Accurat’s Perfectly Imperfect Approach to Data Visualization

Data isn’t perfect, despite appearances. Numbers, lines, and charts have a way of tricking us into believing they’re fact. The reality is far more messy.

“Data isn’t the infallible god that’s keeper of our truth,” says Giorgia Lupi, one of four partners at Accurat, an information design studio with offices in Milan and Brooklyn. Lupi’s words might ring as blasphemous to people who would rather believe that data is a key to unlocking insights about our chaotic, complex world.

But for Lupi and her three partners, Gabriele Rossi and Simone Quadri, and Paolo Labbozzetta data is more about depicting reality than it is about absolute certainty. “Different datasets have different ways to approximate reality,” says Rossi. “No dataset tells the whole and only truth.”

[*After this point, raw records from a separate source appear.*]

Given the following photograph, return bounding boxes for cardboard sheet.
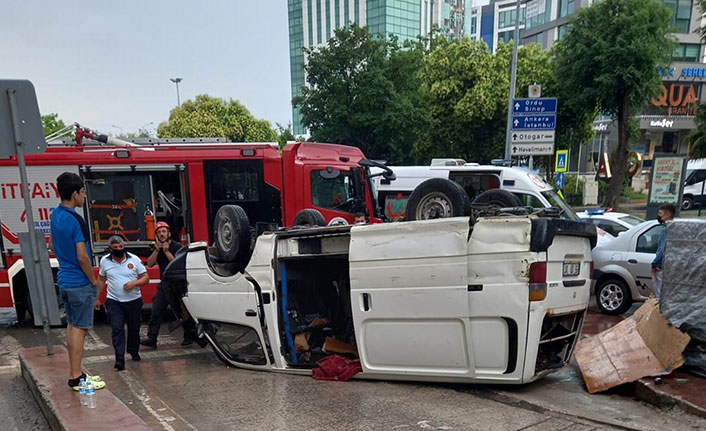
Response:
[575,298,690,393]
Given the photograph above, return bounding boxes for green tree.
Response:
[275,123,297,149]
[116,128,153,141]
[416,39,580,164]
[293,25,428,163]
[158,94,277,142]
[686,0,706,159]
[686,103,706,159]
[554,0,675,208]
[41,113,68,137]
[694,0,706,40]
[416,37,507,163]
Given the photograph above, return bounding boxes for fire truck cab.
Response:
[0,134,388,323]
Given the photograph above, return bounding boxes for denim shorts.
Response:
[61,285,96,329]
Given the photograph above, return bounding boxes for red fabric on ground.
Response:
[312,355,361,381]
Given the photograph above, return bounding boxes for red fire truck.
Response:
[0,125,392,323]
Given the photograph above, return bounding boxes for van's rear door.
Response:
[524,219,595,379]
[349,218,475,380]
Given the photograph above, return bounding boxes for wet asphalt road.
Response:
[2,306,706,431]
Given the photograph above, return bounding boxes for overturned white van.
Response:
[168,206,596,385]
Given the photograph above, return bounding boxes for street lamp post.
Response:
[170,78,183,107]
[111,124,123,135]
[504,0,523,163]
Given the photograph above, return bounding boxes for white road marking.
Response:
[54,328,110,351]
[118,370,199,431]
[87,329,110,350]
[139,326,180,345]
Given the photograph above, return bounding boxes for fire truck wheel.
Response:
[214,205,252,263]
[406,178,471,221]
[472,189,522,208]
[293,209,326,227]
[15,299,28,325]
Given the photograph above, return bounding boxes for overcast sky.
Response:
[0,1,291,136]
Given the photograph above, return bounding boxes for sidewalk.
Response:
[581,306,706,418]
[19,346,149,431]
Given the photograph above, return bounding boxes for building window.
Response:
[659,0,692,34]
[525,0,552,30]
[498,30,514,44]
[498,8,525,30]
[673,43,701,62]
[559,0,576,18]
[557,24,570,41]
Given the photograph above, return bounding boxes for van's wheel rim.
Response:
[599,283,624,311]
[682,198,693,210]
[218,219,234,250]
[416,193,453,219]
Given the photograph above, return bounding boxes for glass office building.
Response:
[288,0,482,135]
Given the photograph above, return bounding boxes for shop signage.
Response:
[648,156,686,205]
[639,116,696,130]
[650,119,674,128]
[649,82,700,116]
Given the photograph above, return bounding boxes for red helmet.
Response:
[155,221,170,232]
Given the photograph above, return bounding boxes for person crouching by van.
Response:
[97,236,148,371]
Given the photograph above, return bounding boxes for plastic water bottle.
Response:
[78,378,87,406]
[85,381,96,409]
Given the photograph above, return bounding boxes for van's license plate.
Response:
[563,261,580,277]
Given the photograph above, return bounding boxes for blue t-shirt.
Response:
[51,205,91,288]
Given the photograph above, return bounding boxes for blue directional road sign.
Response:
[555,172,565,190]
[513,98,557,114]
[511,114,556,130]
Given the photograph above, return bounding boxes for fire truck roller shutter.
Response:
[213,205,252,263]
[405,178,472,221]
[292,209,326,227]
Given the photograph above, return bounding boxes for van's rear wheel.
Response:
[293,209,326,227]
[214,205,252,262]
[406,178,471,221]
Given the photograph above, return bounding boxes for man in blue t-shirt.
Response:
[50,172,98,389]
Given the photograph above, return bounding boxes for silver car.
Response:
[592,220,661,314]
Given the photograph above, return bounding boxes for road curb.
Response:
[20,351,63,431]
[19,346,150,431]
[632,378,706,419]
[492,389,642,431]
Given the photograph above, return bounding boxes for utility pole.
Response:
[170,78,183,107]
[504,0,523,163]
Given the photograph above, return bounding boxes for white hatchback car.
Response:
[578,210,644,237]
[592,220,661,314]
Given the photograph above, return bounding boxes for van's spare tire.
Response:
[406,178,472,221]
[293,208,326,226]
[472,189,523,207]
[214,205,251,262]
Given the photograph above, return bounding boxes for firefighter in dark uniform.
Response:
[140,221,197,347]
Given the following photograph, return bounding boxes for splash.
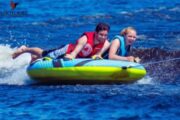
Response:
[136,76,154,85]
[0,44,32,85]
[132,48,180,84]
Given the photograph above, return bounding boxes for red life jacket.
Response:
[66,32,105,58]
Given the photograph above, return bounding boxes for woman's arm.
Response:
[108,39,135,62]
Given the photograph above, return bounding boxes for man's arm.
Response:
[64,35,87,59]
[95,40,110,56]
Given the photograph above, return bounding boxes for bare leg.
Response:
[12,45,43,60]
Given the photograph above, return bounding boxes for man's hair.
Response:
[95,23,110,33]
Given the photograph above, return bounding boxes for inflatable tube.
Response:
[27,58,146,84]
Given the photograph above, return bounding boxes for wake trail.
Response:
[0,44,32,85]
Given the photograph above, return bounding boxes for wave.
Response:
[0,44,32,85]
[118,6,179,22]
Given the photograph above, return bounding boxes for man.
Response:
[12,23,110,62]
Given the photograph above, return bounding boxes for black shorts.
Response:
[42,44,69,59]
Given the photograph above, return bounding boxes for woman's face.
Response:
[125,30,137,45]
[95,30,108,43]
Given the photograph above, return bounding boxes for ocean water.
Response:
[0,0,180,119]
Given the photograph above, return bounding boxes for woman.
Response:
[108,27,140,62]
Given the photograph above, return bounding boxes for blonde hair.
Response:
[120,27,137,36]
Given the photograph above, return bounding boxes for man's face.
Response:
[95,30,108,43]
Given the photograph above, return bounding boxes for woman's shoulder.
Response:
[111,35,122,42]
[113,35,123,40]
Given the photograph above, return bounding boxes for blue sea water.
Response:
[0,0,180,119]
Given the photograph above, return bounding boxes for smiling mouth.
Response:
[128,41,134,44]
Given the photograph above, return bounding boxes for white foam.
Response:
[0,44,32,85]
[137,34,148,40]
[169,7,180,12]
[136,76,154,85]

Accurat’s unorthodox approach to data has positioned the company one of the more intriguing information design studios in recent memory. Its work straddles the line between artistry and corporate art form, turning troves of data into beautiful, compelling, and often complex data visualizations. You might recognize Accurat’s designs from the interactive web app it made with Google. Or maybe from IBM’s data visualization language. Perhaps you saw it plastered against the wall at MoMA during the recent Items: Is Fashion Modern? show. Lupi is a star in the information design world thanks to her clever Dear Data project, which has accomplished the impressive feat of making data both interesting and relatable.

The company’s clients cut across scales, from Fortune 500 companies like IBM to smaller editorial partners like newspapers and magazines including National Geographic and Wired. The work ranges from straight data visualization illustrations to building technological tools that help companies collect and wade through complex mounds of information. “I like to say we’re a design agency crossed with a design consultancy,” Rossi says.

That hybridization approach to the studio’s work isn’t surprising given the diversity of the team’s background. The founders come from different fields, ranging from architecture to economics to interaction design. The larger staff is just as varied with a makeup that includes data scientists, analysts, UX designers, interface designers, and data visualization designers.

When Accurat first started out in 2010, it primarily approached data as another form of narrative storytelling. Its early work centered around an ongoing column it had in the Sunday supplement to Corriere Della Sera, one of Italy’s largest newspapers. Accurat’s then-small team worked with the newspaper editors to create narrative data features that delved into cultural issues like education and life expectancy, and the patterns hidden within the best movies of all time.

The stories were printed for a mass audience, yet there was nothing easy about them. The illustrations tended to be dense with information. There were colors, shapes, and intersecting lines, all meant to represent different facets of the dataset. Each came with a legend that helped readers wade through the complexity, which Accurat, on principle, doesn’t shy away from. “In general, we tend to create very rich visuals that sometimes need a little time to be read and understood,” Lupi says. “We’re trying to create an engaged form of reading.”

As Accurat grew, Lupi, who runs Accurat’s design team, began rethinking how the company should approach data. Plenty of companies were able to make beautiful infographics-what they lacked was a perspective on what it all meant. This was around the time Lupi was making Dear Data, the project in which she and the designer Stefanie Posavec turned the minutia of their daily lives into striking data visualizations. Lupi realized that she and her team could bring this idea of “soft data” into more of Accurat’s client work as a way to help companies glean more nuanced truths from data sets. “Working on a more artistic exploration helped me focus on what data is: a medium to describe our reality,” she says.

Last year, Lupi published a manifesto of sorts, outlining her and Accurat’s more “humanistic” approach to data. In it, she describes a less technical approach to data visualization; one where qualitative information (human sentiment, for example) is just as important as the quantitative (i.e. earnings report numbers). If done correctly, the two can live alongside each other-the fuzziness of one adding nuance to the hardness of the other.

“People aren’t used to seeing data as something imperfect,” Rossi admits. But there’s a crucial distinction to make between inaccuracy and the imperfection that’s bound to show up in any human-gathered dataset. In many cases, accurately depicting a dataset means including its flaws-its biases, its approximations, its uncertainty. For Accurat, those flaws are where the data becomes interesting. It’s an opportunity to make data feel more human, beautiful, and true.